Sterling has performed relatively well against major currencies in recent years. As shown in Figure 1, Pound Sterling buys more Japanese Yen and the US Dollar in 2005 compared to 2000, but has grown weaker against the Euro . (Currency values are based on the average of daily telegraphic transfer rates in London.) The UK economy is the world's fifth largest. Gross Domestic Product (GDP) was almost US$2.2 trillion in 2005 (equivalent to around £1.16 trillion sterling at November 2006 prices). Only the economies of the US, Japan, Germany and China are larger .
The UK's people are the world's twelfth richest. The World Bank estimated the mean annual income for a British subject as US$37,600 (or £19,840 sterling at November 2006 prices) in 2006. The Channel Islands, which were listed separately by the World Bank, were ranked 14th richest and Eire tenth .
The UK was worth £6 trillion in July 2006. Housing represents over £3.5 trillion of these assets Both the balance of payments and the balance of trade are in deficit. This means that the financial flow out of the country was greater than that coming in (deficit approx £8.4 billion in the second quarter of 2006) and more goods and services were imported than exported (deficit of £4 billion in September 2006) .

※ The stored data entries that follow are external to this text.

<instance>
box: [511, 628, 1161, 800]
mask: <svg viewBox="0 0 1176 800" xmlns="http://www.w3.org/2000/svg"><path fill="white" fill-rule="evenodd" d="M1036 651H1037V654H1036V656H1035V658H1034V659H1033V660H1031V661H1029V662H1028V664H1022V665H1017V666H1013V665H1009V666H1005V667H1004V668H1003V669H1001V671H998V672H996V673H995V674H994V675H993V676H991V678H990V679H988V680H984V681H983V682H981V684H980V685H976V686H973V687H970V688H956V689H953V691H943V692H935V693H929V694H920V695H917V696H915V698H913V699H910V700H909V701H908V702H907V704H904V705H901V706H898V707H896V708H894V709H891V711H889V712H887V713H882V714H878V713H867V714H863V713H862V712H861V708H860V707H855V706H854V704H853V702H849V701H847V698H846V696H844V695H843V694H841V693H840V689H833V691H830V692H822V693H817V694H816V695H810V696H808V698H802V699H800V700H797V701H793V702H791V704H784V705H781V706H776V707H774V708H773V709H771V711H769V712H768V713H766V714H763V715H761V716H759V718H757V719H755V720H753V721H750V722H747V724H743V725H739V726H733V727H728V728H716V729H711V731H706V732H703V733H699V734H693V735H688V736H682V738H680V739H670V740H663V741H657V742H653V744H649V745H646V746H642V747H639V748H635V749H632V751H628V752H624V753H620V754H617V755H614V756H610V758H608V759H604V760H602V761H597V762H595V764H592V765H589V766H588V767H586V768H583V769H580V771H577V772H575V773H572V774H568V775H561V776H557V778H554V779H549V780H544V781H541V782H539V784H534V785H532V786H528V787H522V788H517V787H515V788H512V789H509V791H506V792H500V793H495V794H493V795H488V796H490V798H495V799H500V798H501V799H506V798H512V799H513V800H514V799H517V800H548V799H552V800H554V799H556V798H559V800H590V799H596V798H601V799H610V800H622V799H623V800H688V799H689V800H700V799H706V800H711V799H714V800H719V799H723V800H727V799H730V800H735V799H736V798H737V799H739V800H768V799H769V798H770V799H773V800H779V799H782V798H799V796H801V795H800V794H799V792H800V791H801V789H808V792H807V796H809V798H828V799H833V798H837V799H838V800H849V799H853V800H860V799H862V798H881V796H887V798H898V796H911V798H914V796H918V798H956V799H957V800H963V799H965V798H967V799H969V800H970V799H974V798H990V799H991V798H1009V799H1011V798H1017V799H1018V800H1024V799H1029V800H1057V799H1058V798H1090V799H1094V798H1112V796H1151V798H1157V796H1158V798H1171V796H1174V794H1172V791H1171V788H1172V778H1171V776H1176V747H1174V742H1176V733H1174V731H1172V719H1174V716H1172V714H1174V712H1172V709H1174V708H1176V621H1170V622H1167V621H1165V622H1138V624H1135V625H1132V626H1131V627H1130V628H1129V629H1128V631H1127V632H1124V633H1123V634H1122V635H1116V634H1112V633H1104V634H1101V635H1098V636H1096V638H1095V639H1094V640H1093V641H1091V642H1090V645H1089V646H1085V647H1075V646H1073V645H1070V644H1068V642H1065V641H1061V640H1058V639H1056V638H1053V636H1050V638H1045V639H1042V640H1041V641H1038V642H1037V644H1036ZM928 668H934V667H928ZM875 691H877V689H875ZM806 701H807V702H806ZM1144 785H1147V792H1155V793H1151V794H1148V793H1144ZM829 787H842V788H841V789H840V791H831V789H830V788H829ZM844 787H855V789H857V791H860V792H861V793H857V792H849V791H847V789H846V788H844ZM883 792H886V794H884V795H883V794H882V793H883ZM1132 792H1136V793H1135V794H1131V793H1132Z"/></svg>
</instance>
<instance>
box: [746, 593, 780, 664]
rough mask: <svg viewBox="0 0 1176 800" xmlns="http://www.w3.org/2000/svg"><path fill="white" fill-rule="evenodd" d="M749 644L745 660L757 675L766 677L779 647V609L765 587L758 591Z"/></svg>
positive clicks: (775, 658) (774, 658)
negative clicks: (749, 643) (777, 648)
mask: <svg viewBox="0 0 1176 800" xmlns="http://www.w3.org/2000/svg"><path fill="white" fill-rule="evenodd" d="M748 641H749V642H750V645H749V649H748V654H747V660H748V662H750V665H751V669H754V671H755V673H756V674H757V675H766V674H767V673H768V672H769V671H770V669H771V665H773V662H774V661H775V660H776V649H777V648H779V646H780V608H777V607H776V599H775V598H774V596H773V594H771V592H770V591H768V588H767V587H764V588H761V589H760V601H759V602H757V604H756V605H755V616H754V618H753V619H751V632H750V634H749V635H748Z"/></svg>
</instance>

The strongest performing sector in the UK economy is business and financial services. Measured by 'Gross Value Added' (GVA), this sector represented over 33 per cent of economic output in 2004 - more than double the size of the manufacturing sector at 14.1 per cent. In contrast, agriculture's contribution remains below one per cent. Information and Communication Technologies contribute 6.4 per cent of the total GVA .
The strongest performing region in the UK is London, closely followed by South East England. Together these regions accounted for nearly one-third of the total GVA in 2004. In the UK, England has the highest GVA per capita followed by Scotland .
Private equity and venture capital professionals view the UK economy in 2008 with concern as 70 per cent of BVCA member companies say that they expect the UK's economic environment to get worse over the course of the year, according to a new YouGov poll published by The British Private Equity and Venture Capital Association (BVCA).